The money Paul received for the song, allowed him and Mattie to live their dream of owning their own music company. They have owned and operated the PLUMB Music Co. in Longtown for more than four years, Mattie said. She said their music company is divided into three divisions: Perfect Lady Publishing, Plumb Records and Plumb Theatre/Longtown Opry.

“If anyone needs any information or help figuring out the industry or how to publish a song all they gotta do is call me or e-mail me,” she said.



At the opry

The entire purpose for the Plumb Theatre/Longtown Opry is to give the people and visitors in the Eufaula and Longtown areas a place to gather, socialize and have fun, Mattie said.

“We started this thing to give people an opportunity to sing and play in a theater atmosphere instead of a bar atmosphere,” Mattie said. “Mostly it is old-timers that come here. They didn’t have anywhere to go. They don’t go to clubs and dance, so now they come here.”

Although having a theater and opry in the country may not seem too profitable, Mattie said it pays the bills, and that is all they are concerned about.

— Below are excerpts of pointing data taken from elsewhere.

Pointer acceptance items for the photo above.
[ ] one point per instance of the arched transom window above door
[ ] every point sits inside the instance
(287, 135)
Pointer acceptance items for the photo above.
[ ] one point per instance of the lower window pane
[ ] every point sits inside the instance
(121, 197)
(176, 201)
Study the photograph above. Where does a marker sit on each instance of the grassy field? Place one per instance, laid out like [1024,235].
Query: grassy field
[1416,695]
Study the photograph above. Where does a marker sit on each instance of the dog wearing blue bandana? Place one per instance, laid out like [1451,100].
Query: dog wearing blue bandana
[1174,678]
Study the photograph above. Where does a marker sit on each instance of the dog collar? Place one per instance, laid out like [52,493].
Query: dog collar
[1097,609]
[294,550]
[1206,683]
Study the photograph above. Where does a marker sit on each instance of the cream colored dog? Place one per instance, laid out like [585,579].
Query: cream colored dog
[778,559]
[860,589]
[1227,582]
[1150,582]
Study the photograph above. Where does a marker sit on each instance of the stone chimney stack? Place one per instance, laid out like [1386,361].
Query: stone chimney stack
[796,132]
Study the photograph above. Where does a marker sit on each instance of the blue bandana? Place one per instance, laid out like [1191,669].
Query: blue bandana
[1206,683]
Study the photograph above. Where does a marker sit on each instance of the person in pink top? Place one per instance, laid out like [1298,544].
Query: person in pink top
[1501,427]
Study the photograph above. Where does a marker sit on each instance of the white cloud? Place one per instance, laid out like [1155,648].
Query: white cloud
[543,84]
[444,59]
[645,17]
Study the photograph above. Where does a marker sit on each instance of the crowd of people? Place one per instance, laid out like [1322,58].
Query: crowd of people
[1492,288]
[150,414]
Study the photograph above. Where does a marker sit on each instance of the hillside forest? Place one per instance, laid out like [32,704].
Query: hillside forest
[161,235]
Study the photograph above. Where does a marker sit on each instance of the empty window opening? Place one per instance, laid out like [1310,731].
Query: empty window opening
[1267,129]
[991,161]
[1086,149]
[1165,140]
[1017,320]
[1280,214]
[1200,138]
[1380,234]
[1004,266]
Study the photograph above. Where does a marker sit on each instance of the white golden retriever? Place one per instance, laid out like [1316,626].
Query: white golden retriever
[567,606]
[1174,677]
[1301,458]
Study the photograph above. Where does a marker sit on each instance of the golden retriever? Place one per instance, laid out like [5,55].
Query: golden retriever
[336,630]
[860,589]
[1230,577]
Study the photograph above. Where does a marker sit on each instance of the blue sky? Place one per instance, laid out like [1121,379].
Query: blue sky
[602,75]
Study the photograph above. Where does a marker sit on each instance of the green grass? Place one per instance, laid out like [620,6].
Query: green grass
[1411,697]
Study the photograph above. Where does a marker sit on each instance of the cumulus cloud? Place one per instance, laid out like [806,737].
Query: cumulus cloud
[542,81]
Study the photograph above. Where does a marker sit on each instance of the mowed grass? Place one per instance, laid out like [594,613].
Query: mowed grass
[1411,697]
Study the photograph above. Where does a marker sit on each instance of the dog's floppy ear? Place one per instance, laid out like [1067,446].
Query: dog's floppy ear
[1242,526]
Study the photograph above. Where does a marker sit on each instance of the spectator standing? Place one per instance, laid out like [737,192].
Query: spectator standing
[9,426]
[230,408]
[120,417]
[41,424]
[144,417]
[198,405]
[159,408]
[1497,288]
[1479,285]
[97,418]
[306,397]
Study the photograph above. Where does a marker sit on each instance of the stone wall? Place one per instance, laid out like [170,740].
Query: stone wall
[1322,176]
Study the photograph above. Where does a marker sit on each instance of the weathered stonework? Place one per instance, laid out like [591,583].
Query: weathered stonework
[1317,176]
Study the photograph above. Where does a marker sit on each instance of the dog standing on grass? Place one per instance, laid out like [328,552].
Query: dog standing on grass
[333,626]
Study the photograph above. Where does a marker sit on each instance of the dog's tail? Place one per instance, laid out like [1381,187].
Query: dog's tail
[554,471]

“The band donates its time and the donations along with the door on Saturdays keeps the bills paid. As long as we are paying the bills, we will stay open,” Mattie said.

The theater splits its nights up into a gospel night on Fridays and a country night on Saturdays, Mattie said. She said they are always looking for new performers for both nights and welcome people from all ages to come up and try out for a spot.

“We hold auditions every Thursday from 2 to 5 p.m. Eventually we would like to have a youth gospel night on Thursday nights. There are several young people that have gotten their start on our stage,” Mattie said.

One such young adult is Joanna Parish, 19, of Eufaula. She said she likes the atmosphere and people at the opry.

“I think it is a very relaxing and encouraging environment,” Parish said. “This is really more for older people, but I enjoy coming out here and singing.”

Mattie said the diversity of the audience and performers at the opry is exactly what she wants to happen.

“See this is what it is all about. She is 19 and the lady up there before her is over 70, and they both have a platform to express themselves,” Mattie said.

The house band for the opry calling themselves, The Upright Band, add to the ingredients that make the opry work, Mattie said. She said they all drive from other parts of the northeast to play on the weekends.

“John Patterson, who is on the bass, drives from Warner; Jerry Weeks on lead guitar, drives from the Texanna Road area; Jimmy Gamblin comes up from Stigler to play the keys; and Max Crosby drives all the way from Okmulgee to pick the steel guitar, he can only make it on Saturdays though,” Mattie said.